Complex CTO cases involve prolonged fluoroscopy and heavy contrast loads. Truong et al. published a landmark 2025 study in Circulation: Cardiovascular Interventions examining ultra-low contrast PCI in severe renal failure. The observed rate of contrast-induced AKI was 1.2% versus a Mehran-predicted rate of 21.2%. That gap represents a population who could benefit from CTO revascularization if the contrast burden could be managed.

Direct forward visualization is designed to reduce reliance on fluoroscopy and contrast injection. If an operator can see the vessel lumen optically, each contrast injection provides confirmation rather than primary navigation. Fluoroscopy time drops because the guidewire is not being advanced blindly. For the interventional community, this is not a peripheral benefit. It may be the most practical argument for optical visualization in the cath lab.

The Manifesto Deserves a Technology Response

I have tried to lead each section of this piece with the point before the proof.
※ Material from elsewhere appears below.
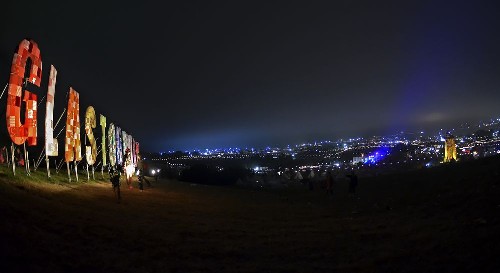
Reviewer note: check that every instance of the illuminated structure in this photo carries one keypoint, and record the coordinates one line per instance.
(450, 149)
Where technology has limitations, I have named them. Where the data does not yet exist, I have acknowledged it. The interventional community does not need another sales pitch. It needs a credible plan to close the gaps that keep patients from being treated.

The Cherry-Picker Manifesto persists because the tools make it convenient. Change the tools and you change the math. That is what we are building at VerAvanti. Not a better version of what exists. A fundamentally different approach to seeing inside the coronary artery.

The Cherry-Picker Manifesto is wrong. Dr. Leibundgut is right to say so. And the SFE platform is designed to make it irrelevant.

Disclosure: The VerAvanti SFE platform is investigational and has not been cleared or approved by the FDA. Forward-looking statements regarding clinical capabilities reflect the intended design of the technology and are not claims of current performance. All clinical data cited in this post are from published, peer-reviewed sources and publicly available registries.